Dilihat dari sisi efisiensi ekonomi , industri minyak goreng berbasis kelapa kurang efisien dibandingkan industri minyak goreng berbasis kelapa sawit. Hal
ini terjadi karena industri minyak goreng berbasis kelapa sawit umumnya berskala besar dan terintegrasi vertikal. Oleh karena itu, industri ini dapat
menangkap skala ekonomi usaha economies of scale maupun ekonomi cakupan usaha economies of scope. Selain itu, industri minyak goreng berbasis kelapa
sawit pada umumnya menggunakan teknologi moderen yang jelas jauh lebih efisien dibandingkan teknologi tradisonal yang umum digunakan oleh industri
minyak goreng kelapa. Oleh karena itu industri minyak goreng berbasis kelapa sawit lebih sesuai untuk pengembangan industri yang bersifat promosi ekspor.
Berdasarkan uraian yang telah dikemukakan di atas, pemerintah dihadapkan pada beberapa dilema yang sulit diputuskan. Pertama, pilihan antara
pengembangan industri minyak goreng berbasis kelapa atau industri minyak goreng yang berbasis kelapa sawit. Kedua pilihan ini sama-sama mempunyai
keunggulan dan kelemahan. Apabila dilihat dari segi pengembangan usaha perkebunan rakyat, industri minyak goreng berbasis kelapa jauh lebih baik
daripada yang berbasis kelapa sawit. Hal ini terjadi karena perkebunan kelapa didominasi oleh usaha perkebunan rakyat, sedangkan perkebunan kelapa sawit
didominasi oleh usaha perkebunan besar PTP dan Swasta. Kedua,
pilihan yang sulit antara pengembangan industri minyak goreng berbasis kelapa dengan berbasis kelapa sawit dilihat dari segi pengembangan
perekonomian nasional.

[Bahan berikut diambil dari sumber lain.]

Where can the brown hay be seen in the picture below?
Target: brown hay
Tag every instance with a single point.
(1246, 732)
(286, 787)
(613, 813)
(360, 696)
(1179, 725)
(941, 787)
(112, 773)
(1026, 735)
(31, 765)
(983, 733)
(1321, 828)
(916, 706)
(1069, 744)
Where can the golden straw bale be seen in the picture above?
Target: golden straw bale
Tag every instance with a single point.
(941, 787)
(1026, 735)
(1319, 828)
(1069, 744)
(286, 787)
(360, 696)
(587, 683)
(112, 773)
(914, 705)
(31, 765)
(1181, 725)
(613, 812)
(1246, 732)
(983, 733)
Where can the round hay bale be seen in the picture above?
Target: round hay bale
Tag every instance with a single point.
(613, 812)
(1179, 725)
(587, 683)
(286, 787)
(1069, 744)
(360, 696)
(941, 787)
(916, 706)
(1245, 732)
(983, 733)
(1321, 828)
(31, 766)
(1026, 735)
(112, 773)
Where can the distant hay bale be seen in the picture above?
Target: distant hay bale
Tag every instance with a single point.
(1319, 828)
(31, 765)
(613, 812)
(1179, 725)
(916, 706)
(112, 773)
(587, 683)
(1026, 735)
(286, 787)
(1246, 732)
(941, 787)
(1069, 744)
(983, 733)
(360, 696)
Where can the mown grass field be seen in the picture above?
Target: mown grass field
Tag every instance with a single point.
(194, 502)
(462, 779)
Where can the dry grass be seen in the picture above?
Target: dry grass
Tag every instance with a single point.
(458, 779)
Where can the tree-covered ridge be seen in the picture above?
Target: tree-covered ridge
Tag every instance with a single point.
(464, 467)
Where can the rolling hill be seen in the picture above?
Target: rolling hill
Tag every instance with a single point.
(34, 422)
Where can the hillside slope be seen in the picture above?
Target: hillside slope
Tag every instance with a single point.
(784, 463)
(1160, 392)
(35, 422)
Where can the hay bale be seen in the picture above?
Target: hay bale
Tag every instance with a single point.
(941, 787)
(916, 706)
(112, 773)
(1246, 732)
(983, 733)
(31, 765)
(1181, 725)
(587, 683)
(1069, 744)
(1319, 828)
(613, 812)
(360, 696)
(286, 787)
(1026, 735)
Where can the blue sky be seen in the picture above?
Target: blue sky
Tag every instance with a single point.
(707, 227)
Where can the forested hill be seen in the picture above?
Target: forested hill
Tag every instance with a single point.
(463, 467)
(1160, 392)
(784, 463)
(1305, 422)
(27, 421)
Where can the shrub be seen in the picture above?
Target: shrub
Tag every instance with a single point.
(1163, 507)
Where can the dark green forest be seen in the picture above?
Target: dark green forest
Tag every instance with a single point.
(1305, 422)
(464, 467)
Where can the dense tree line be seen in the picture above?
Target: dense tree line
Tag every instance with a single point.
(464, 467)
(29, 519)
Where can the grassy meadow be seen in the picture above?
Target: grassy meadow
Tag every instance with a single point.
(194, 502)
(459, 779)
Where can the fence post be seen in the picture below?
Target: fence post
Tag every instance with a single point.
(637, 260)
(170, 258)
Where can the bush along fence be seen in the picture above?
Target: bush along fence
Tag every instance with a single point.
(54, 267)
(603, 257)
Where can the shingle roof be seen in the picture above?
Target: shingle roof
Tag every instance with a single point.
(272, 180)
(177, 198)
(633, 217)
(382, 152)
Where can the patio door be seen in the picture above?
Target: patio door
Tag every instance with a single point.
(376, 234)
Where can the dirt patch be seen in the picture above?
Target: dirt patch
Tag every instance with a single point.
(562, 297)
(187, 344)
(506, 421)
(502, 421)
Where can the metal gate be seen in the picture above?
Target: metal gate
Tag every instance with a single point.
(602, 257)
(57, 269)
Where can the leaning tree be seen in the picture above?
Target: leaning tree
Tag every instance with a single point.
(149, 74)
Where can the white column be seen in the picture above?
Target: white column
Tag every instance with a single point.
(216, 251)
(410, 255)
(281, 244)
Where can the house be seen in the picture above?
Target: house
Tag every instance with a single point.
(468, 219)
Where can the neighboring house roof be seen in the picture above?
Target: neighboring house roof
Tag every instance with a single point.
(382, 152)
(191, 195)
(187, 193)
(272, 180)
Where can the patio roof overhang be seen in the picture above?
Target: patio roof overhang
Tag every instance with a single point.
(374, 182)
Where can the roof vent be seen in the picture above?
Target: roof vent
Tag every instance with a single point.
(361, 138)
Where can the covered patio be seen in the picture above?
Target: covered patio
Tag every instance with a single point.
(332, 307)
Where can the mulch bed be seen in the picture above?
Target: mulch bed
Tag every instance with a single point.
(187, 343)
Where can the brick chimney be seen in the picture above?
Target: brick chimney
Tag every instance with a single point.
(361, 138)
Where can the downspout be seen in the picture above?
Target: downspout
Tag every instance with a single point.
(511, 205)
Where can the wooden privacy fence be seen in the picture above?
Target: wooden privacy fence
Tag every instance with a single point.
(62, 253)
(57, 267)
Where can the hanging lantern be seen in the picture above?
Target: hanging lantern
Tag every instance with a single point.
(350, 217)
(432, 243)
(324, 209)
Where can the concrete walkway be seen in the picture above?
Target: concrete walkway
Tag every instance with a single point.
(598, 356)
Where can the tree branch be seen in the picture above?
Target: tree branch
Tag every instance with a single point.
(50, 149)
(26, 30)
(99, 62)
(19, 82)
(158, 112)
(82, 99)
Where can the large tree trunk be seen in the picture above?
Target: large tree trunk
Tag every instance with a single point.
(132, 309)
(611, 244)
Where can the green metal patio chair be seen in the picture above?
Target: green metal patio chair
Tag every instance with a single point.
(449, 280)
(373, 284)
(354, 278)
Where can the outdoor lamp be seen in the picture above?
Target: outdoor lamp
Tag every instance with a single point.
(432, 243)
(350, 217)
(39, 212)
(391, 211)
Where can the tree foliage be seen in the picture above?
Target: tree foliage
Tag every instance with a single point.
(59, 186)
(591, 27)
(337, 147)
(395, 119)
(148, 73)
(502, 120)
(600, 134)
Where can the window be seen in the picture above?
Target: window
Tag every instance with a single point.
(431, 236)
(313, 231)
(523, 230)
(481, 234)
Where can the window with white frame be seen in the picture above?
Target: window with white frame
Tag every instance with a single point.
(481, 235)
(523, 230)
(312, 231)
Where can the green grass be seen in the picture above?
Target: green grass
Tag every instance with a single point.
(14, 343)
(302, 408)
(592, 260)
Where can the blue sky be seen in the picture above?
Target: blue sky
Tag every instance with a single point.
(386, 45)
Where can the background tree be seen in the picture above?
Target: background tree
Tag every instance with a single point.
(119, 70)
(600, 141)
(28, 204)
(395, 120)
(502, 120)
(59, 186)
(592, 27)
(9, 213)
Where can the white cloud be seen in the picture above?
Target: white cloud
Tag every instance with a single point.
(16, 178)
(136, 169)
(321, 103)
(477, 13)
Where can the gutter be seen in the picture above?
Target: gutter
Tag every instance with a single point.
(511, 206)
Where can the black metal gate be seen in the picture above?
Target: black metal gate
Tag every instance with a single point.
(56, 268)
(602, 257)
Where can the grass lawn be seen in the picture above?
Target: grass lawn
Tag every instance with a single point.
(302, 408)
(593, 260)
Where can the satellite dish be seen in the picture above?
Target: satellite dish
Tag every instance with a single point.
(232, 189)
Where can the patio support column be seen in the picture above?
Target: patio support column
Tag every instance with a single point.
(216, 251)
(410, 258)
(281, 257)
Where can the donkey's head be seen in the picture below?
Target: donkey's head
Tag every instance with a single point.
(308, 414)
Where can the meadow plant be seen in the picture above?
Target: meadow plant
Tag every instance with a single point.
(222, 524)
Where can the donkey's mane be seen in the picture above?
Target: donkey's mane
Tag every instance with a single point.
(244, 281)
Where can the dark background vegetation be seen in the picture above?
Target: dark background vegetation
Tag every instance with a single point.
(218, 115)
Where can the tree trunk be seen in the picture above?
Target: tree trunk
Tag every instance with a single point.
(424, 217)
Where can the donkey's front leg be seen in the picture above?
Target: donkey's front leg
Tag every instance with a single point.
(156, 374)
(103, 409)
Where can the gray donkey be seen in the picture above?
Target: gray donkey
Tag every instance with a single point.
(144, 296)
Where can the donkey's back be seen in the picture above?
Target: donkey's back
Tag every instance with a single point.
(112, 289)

Apabila dipilih perekonomian berbasis kerakyatan maka industri minyak goreng berbasis kelapa lebih tepat tetapi dilihat dari segi
pengembangan industri berdaya saing tinggi, maka industri minyak goreng berbasis kelapa sawit lebih sesuai. Keputusan yang lebih sesuai dalam
menghadapi dilema ini adalah kebijakan netral sehingga kekuatan pasarlah yang akan menentukan arah pengembangan industri minyak goreng.
Dilema ketiga
adalah pilhan instrumen kebijakan untuk pengelolaan stabilisasi harga minyak goreng domestik yaitu antara operasi pasar
menggunakan stok penyangga minyak goreng melalui impor minyak goreng atau dengan menggunakan pengaturan produksi minyak goreng.